An unedited, single clip of footage from the a7R II.
This final clip I have for you today was taken last spring in Hatcher Pass. It was ridiculously cold outside, but the bearing the low temps was worth it. Those cold nights tend to make for a great show and that's what we got. You can hear the wind brushing against the camera and the footsteps and conversations of those shooting who were trying to keep warm.
This video has a mix of different aurora displays. Sometimes you'll see thick bands across the sky that can sit there for hours. Other nights you may see flickering or flashing, which can even have different colors like yellow, pink, and red.
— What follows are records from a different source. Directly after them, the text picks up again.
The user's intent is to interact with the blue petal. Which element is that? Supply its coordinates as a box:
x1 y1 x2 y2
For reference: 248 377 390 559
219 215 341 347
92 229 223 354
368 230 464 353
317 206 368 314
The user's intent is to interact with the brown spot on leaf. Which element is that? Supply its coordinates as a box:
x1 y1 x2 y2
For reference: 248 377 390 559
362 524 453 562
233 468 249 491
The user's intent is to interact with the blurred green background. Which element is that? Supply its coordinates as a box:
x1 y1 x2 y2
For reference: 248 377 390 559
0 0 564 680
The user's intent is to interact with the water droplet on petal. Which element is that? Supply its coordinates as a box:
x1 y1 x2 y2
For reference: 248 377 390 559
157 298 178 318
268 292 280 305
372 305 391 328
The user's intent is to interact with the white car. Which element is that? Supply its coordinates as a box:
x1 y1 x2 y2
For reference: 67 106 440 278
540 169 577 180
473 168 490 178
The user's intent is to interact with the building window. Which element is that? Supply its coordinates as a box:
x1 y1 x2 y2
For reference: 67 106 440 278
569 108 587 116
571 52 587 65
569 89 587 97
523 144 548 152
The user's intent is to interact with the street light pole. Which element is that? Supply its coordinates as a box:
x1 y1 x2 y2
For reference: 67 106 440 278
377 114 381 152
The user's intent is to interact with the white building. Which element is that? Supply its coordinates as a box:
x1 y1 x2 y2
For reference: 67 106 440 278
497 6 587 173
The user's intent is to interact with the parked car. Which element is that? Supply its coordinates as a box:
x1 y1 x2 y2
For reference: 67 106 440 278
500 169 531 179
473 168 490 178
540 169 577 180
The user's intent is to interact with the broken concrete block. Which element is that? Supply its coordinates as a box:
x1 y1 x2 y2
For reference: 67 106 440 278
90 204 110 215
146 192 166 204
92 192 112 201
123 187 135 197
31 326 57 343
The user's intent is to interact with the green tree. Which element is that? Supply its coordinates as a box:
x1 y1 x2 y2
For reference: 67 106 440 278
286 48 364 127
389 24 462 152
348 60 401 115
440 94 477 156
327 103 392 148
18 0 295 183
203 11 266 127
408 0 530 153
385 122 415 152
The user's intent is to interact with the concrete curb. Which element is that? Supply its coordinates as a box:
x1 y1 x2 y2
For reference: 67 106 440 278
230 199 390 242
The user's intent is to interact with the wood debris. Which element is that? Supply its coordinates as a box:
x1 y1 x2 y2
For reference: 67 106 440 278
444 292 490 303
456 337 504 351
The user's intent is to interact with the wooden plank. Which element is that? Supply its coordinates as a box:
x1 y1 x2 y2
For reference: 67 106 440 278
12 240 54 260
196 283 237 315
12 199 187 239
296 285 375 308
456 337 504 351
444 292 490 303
Throughout most of the clip, you'll see columns and bands all around the frame, but between 0:50 and 1:20, you can watch some pink flickering in the center. For my videos, I like to clean up the noise a bit, as shooting between 8,000 and 52,000 ISO can get quite messy. I don't do any color grading on my aurora videos though, as I like the look they get SOOC. People can also get quite frustrated when they see these fantastic colors from all points of the rainbow in videos and then they don't see them during their own outings. So I try my best to mitigate that as well by not coloring them any differently.
Thank you for following along this far. Here are my top five tips for recording the Aurora Borealis:
- Use a tripod. So many people don't like to use them, but just do it. You'll be glad you had the extra stability.
- Open your lens as wide as it can go. I shoot my lights with a Sigma 24mm f/1.4 Art lens. I shoot my videos of the aurora at f/1.4.
- Always record for longer than you plan to. It seems like almost every time I stop recording because I think I'm done or that the display is over, the sky just explodes with color and by the time I'm ready to record again, it's gone.
- Depending on your camera, shooting at ISOs between 8,000 and 16,000 are usually pretty good for getting video of the lights. Shooting at higher ISOs of course can work as well, but at that range, your video can get very muddy with noise and artificial coloration.
- For time-lapses, longer exposures and shorter intervals make for creamier, smooth movement. While, shorter exposures and longer intervals give more shape and definition to the aurora and its shape. It's a give-and-take kind of balancing act.
Seeing the Northern Lights in video and through images is one thing, but getting out and chasing them down for yourself is truly something else. I've been running after the Aurora Borealis for nearly four years now and it never gets old. Sure, you get a lot of disappointing nights, but the nights where the lights shoot across the whole sky make it totally worth it. So embrace the cold, the sleepless nights, and the potential for disappointment and go get after it. I promise you, Nature will make it worth your while one of these nights.
Best of luck to you in your chase,
Dimitri
p.s. If you've seen or written any time-lapse or aurora video/photography articles here on Steemit, please link them below in the comments. I'd love to read them and see what else I can learn!